Aaron Sorkin’s “The Newsroom” is not as bad as most critics say, but it is not very good either.
Take Will McAvoy’s opening rant.
One might imagine that we are being shown a man who has suddenly freed himself from repression and can now speak the truth.
As a character says later, the role of journalism, as Sorkin sees it, is “to speak truth to stupid.”
And yet, McAvoy’s tirade has a dark side. The show makes clear that he has become unhinged, and is sorely in need of adult supervision. Besides, the question that provoked his outburst was asked by a pretty blond college student. In context, the tirade was abusive; it felt like McAvoy was beating up a child.
Why is “stupid” always portrayed as a supposedly dumb blond?
McAvoy does talk down to the audience, but the show seems to believe that he is speaking a higher truth.
As a character, he seems to have lost control, but his views are not balanced by any alternate opinions.
For my part I found it implausible that McAvoy had at his disposal such an abundance of facts and figures. Only those who suffer from from Asperger’s syndrome can rattle off a page full of numbers on cue.
While most of the characters are not as deranged as McAvoy, they tend to be pompous and overwrought.
Since the characters, for the most part, think alike, many critics have correctly concluded that Sorkin had made them all into mouthpieces for his own views.
Dramatically, this is ineffective.
Sorkin’s strong suit is rapid-fire witty repartee. Some critics have pointed out that no one really speaks that way. I take the point, but no one speaks like Beatrice and Benedict in Much Ado About Nothing or like Petruchio and Kate in The Taming of the Shrew. No one ever reproached Shakespeare for it.
For my part I appreciate repartee.

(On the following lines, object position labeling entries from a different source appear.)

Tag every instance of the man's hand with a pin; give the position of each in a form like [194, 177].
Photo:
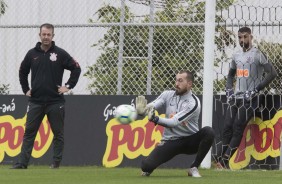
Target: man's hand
[141, 104]
[151, 115]
[248, 95]
[229, 95]
[28, 93]
[62, 89]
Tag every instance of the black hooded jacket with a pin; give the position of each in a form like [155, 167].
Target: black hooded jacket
[47, 69]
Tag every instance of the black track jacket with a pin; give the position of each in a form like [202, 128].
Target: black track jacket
[47, 69]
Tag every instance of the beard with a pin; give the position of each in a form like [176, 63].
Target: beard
[245, 45]
[180, 91]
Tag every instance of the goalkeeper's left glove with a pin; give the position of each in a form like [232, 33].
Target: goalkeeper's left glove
[248, 95]
[151, 115]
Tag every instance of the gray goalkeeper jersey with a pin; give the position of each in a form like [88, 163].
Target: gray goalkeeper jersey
[182, 114]
[249, 68]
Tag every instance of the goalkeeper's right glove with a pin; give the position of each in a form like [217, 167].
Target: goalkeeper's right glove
[229, 95]
[141, 104]
[151, 115]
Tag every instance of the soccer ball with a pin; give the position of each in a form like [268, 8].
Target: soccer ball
[125, 114]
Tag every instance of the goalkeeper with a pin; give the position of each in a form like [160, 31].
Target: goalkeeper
[181, 134]
[248, 65]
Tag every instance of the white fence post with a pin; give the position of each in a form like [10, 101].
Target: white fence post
[208, 71]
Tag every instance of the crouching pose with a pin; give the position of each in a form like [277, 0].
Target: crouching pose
[182, 134]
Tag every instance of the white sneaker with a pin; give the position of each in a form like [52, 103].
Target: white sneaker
[145, 173]
[194, 172]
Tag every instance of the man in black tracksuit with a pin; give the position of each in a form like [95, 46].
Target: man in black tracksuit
[47, 63]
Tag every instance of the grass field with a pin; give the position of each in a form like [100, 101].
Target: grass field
[101, 175]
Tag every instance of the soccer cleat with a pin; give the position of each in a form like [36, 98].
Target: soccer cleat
[55, 165]
[19, 166]
[219, 166]
[194, 172]
[145, 173]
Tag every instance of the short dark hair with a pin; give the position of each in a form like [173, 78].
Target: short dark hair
[190, 76]
[48, 26]
[245, 30]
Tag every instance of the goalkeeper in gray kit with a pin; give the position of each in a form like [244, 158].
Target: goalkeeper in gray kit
[247, 70]
[181, 134]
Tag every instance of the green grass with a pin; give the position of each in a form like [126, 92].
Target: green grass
[101, 175]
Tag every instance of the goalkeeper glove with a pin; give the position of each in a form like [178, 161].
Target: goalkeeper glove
[248, 95]
[151, 115]
[141, 104]
[229, 94]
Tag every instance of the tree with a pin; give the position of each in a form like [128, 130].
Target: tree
[174, 48]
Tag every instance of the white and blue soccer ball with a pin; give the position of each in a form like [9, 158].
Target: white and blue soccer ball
[125, 114]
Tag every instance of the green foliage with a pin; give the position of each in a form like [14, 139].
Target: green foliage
[273, 51]
[3, 7]
[174, 48]
[4, 89]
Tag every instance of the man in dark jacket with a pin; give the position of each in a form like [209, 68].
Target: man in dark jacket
[47, 63]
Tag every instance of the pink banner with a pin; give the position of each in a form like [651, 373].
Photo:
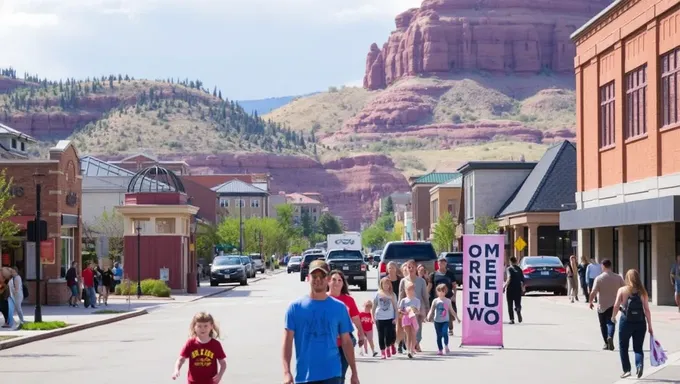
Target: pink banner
[483, 268]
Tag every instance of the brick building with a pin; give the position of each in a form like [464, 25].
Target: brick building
[628, 134]
[61, 196]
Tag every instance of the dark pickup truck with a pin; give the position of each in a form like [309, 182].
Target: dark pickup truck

Yet, quick witted remarks only work when the actors performing it have perfect diction.
And, very, very few American actors even have diction. They slur their words and mumble their lines, often trying to cover up their bad diction by over-emoting.
Sorkin’s rapid-fire dialogue serves mostly to reveal his actors' inadequacies.
With the exception of the wonderful Emily Mortimer, who plays MacKenzie McHale, aka Mac.
(Someday someone will explain why feminism insists that successful women must not bear names that reveal their gender. If a woman is proud to be a woman she should revel in her feminine name. If she or her feminist sisters are not proud to be women, then tell us.)
But, I digress.
To this viewer Mortimer was the best thing about the show. Her acting performance was brilliant to the point where she overshadowed everyone else.
Unfortunately, the McAvoy and McHale relationship suffers from a basic flaw: they were previously involved in a romantic relationship that went sour.
Thus their comic repartee contains elements of bitterness, contempt and blame. It’s very difficult to do romantic comedy when the two lovers are really former lovers who hold grudges against each other.
Sorkin did not have to give them a past history. The show would have worked better without it. As is, it functions as a gratuitous distraction. Beyond that, it places a fundamental implausibility, even an irritant, at the show's core. Who among us would ever want to work closely, day in and day out, with a former lover?
Critics were right to react with chagrin. Women, in particular, must have found the concept especially cringe-worthy.
Witty repartee between attractive young people—here, not so young—is great fun. Yet, as Shakespeare understood and Sorkin does not, such repartee is courtship behavior. It is pre-coital, not post-breakup.
If Sorkin had wanted to draw Will and Mac into a relationship, through romantic banter, we all would have been happy to witness the event. By making them ex-lovers he has made it nearly impossible for us to want to see them get involved.
Beyond the unromantic relationship between executive producer and anchor, there’s the news.
The show takes place in April, 2010. Presumably, it reports on the news as it would have been covered if only Aaron Sorkin had been running his own news department.
We are taken back in time-- back to the future, if you like-- to watch, yet again, earnest reporters cover the story of the Gulf oil spill.
Sorkin plays the story as a massive catastrophe, a game changer or black swan.
And yet, how many of us are sitting around today bemoaning the Deepwater Horizon blow- out?
The Gulf coast has recovered and life has moved on.
Sorkin, however, plays the story as a massive catastrophe that could have been prevented by more government spending. By his show's logic, more money would have meant more inspectors and more inspectors would have prevented it from happening.
This may be true; it may be false. One thing that is true, but never really mentioned, is that the accident occurred on Obama’s watch, at a time when the government was massively increasing spending.
For my part I do not recall the media ignoring the story. Like Sorkin they did everything in their power to demonize BP and the big, bad Halliburton.
Still, if it was not bigger news the reason might have been that the media did not want to draw too much attention to an accident because that would have shone a distinctly unflattering light on the Obama administration.
Perhaps the media feared the intelligence of the American people.